Tuesday, July 22, 2014

Thomas Berger Dead at 89

An underrated novelist has died. Thomas Berger, one of my favorites, is best known, I suppose, for Little Big Man, one of those rare examples of a very good book which was made into a very good movie. Both have a bit of the feel of Forrest Gump about them, to name something better known to most people, in that they're very picaresque — there's a good word for you.

I haven't read even half of Berger's output. I suppose my favorite so far is indeed Little Big Man, which, fans who don't know will be pleased to learn, was followed 35 years later by The Return of Little Big Man, which is a good read too. After those two, I suppose my favorite so far is Changing the Past, which is hard to fit into a genre. What Berger did in part, you see, was to try to write a good novel in every genre he could think of, and he pretty much succeeded.
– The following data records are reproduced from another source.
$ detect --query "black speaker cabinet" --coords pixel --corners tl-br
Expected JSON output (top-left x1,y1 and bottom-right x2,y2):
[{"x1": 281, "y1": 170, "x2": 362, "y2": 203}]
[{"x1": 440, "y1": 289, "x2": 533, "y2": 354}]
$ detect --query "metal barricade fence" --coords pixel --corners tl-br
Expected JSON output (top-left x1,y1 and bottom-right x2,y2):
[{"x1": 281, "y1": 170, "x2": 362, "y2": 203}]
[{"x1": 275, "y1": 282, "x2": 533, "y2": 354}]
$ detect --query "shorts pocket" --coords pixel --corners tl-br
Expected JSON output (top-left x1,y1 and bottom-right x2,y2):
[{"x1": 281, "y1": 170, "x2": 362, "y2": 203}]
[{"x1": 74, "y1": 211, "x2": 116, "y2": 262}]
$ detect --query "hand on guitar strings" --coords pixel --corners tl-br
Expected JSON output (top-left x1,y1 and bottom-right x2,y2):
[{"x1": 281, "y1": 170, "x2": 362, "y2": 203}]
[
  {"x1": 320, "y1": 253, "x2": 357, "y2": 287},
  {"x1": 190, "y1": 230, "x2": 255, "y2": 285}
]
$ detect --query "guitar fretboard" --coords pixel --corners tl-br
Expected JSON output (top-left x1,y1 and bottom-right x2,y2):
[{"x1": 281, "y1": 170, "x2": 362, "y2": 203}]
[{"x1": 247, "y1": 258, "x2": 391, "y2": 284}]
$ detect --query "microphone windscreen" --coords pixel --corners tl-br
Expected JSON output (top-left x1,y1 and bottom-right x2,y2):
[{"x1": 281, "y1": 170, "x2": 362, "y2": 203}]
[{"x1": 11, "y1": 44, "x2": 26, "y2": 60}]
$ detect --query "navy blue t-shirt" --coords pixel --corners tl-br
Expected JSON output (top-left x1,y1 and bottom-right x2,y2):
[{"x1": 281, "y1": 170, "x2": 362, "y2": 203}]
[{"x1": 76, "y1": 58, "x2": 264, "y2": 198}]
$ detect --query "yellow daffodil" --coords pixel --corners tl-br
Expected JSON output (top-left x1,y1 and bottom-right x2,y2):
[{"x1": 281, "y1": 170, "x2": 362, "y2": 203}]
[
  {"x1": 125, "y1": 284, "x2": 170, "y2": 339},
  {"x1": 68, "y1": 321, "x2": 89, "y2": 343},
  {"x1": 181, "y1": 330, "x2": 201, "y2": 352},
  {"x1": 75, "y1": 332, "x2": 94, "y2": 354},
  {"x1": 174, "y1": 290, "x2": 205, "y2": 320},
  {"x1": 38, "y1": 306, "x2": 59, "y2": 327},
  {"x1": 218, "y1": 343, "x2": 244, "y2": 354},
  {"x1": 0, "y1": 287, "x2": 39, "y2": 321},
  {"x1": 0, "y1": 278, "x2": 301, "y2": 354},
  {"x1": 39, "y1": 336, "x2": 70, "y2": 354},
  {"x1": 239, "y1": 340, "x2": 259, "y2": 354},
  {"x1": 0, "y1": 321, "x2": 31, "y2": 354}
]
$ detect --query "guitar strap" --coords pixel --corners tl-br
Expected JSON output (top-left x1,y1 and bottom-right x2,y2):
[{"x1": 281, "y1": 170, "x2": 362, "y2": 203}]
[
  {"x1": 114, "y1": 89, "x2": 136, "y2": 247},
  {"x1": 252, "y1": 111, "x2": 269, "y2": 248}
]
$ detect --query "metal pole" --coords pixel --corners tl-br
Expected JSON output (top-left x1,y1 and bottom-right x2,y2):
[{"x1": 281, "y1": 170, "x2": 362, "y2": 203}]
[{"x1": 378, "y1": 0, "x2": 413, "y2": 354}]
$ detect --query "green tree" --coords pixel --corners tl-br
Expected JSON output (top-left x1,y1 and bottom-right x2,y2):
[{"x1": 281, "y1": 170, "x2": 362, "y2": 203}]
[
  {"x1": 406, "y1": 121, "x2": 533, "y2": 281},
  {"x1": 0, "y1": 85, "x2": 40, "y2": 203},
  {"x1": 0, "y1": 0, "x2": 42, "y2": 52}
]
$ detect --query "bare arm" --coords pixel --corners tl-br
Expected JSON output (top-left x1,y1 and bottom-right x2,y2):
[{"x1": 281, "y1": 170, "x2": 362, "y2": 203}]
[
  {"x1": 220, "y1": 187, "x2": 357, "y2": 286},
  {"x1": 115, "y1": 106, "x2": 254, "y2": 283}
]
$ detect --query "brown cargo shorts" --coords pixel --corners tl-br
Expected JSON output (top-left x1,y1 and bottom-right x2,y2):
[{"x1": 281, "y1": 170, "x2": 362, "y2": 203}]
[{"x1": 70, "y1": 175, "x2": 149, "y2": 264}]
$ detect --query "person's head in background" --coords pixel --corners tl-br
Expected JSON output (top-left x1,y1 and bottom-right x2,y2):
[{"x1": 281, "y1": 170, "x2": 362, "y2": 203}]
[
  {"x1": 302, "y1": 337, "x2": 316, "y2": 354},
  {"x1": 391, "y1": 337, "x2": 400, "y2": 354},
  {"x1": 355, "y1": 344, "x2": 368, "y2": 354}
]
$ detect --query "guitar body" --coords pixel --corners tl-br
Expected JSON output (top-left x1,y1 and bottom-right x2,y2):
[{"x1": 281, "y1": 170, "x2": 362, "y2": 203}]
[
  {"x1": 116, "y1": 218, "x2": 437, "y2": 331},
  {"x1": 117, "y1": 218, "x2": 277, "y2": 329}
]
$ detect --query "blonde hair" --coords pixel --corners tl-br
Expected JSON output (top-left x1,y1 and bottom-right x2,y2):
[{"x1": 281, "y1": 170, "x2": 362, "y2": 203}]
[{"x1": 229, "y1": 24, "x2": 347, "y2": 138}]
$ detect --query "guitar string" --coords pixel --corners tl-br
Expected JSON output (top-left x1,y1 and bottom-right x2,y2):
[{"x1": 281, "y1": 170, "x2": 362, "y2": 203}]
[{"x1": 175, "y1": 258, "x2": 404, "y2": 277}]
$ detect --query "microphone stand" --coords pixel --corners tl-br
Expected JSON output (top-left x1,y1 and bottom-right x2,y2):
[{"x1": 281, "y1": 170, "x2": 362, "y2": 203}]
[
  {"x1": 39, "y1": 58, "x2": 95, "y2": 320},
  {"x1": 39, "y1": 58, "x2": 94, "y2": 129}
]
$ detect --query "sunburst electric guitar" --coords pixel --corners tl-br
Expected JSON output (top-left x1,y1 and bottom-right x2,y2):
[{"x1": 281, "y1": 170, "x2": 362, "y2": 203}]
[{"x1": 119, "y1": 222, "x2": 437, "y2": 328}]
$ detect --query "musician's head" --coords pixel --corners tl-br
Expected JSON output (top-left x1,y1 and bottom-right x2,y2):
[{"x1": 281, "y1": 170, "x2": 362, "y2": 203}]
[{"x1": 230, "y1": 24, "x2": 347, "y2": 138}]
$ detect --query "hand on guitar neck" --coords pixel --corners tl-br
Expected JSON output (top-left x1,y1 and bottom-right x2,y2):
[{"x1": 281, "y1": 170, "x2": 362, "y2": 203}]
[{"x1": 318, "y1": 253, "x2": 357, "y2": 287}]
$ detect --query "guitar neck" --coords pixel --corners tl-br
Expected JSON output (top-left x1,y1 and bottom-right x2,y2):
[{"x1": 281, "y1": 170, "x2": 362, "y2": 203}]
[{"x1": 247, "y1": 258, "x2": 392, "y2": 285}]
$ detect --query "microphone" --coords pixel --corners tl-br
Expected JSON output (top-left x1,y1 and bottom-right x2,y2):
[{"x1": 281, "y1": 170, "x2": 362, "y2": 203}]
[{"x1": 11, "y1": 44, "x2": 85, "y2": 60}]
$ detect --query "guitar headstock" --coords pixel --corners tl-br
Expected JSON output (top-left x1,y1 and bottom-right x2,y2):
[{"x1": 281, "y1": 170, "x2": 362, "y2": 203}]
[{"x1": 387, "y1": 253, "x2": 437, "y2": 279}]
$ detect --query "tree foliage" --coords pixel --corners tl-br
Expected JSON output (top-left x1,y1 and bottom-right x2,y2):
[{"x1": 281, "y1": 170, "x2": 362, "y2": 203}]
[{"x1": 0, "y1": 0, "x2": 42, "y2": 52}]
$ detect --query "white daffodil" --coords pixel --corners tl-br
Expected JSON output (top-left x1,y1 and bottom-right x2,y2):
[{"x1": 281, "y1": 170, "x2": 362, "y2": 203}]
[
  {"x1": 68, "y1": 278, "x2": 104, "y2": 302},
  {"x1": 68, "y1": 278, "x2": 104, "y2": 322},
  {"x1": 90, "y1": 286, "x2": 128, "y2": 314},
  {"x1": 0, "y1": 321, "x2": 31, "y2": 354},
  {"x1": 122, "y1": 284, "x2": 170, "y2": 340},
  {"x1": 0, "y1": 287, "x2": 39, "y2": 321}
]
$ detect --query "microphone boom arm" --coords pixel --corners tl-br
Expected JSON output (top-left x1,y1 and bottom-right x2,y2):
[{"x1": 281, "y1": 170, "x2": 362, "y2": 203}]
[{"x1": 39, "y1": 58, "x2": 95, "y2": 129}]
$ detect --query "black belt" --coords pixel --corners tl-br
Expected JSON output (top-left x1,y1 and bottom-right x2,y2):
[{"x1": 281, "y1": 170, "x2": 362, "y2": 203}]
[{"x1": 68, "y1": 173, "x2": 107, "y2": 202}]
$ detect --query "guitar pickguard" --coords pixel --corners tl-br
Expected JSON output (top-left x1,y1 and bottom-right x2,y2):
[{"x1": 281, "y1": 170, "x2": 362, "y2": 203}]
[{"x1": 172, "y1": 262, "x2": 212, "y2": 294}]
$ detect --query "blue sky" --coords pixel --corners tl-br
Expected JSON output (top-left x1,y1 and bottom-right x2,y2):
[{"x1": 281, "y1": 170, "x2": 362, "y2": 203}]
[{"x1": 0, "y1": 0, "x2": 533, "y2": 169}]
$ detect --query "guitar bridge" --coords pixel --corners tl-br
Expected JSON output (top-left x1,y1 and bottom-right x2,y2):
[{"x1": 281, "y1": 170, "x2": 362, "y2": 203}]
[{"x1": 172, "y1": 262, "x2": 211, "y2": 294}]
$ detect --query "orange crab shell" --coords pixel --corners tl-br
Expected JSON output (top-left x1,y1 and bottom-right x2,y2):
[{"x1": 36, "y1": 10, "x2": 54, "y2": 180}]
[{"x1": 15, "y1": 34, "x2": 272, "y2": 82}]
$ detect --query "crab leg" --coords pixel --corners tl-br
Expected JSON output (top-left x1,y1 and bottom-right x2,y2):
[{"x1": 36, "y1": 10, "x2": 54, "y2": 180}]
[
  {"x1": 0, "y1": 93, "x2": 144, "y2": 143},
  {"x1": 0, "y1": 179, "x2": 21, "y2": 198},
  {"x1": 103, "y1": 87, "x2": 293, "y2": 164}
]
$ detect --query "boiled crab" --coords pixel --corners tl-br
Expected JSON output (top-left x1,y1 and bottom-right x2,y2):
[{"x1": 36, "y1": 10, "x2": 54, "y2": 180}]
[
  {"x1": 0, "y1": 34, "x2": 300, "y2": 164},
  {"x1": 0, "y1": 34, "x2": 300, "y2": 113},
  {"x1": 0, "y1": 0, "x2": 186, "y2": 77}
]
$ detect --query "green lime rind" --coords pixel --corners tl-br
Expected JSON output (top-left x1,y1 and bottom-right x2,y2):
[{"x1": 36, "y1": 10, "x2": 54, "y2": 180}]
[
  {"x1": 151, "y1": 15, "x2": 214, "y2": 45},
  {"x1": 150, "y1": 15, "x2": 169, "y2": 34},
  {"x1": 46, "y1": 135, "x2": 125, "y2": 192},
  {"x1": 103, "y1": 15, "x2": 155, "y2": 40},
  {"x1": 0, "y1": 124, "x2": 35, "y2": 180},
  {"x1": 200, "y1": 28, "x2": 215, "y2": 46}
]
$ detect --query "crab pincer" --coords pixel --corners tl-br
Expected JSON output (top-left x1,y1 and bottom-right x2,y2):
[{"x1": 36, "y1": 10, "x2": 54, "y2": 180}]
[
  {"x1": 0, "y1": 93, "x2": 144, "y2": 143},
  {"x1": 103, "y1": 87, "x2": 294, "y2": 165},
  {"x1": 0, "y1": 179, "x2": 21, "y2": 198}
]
If you're a fan of the novel, and haven't already done so, I recommend that you accumulate his books and put them on your to-read shelf.

His NY Times obit begins:

Thomas Berger, the reclusive and bitingly satirical novelist who explored the myths of the American West in “Little Big Man” and the mores of 20th-century middle-class society in a shelf of other well-received books, died on July 13 in Nyack, N.Y. He was 89.

His agent, Cristina Concepcion, said she learned of his death, at Nyack Hospital, on Monday. Mr. Berger lived in Grand View, a village in Rockland County, N.Y., where he had remained fiercely protective of his privacy.

Mr. Berger fell into that category of novelists whose work is admired by critics, devoured by devoted readers and even assigned in modern American literature classes but who owe much of their popularity to Hollywood. “Little Big Man,” published in 1964, is widely known for Arthur Penn’s film adaptation, released in 1970, starring Dustin Hoffman as the protagonist, Jack Crabb.

1 comment:

  1. I only read Little Big Man when I was 16 and it was one of my favorite novels for years.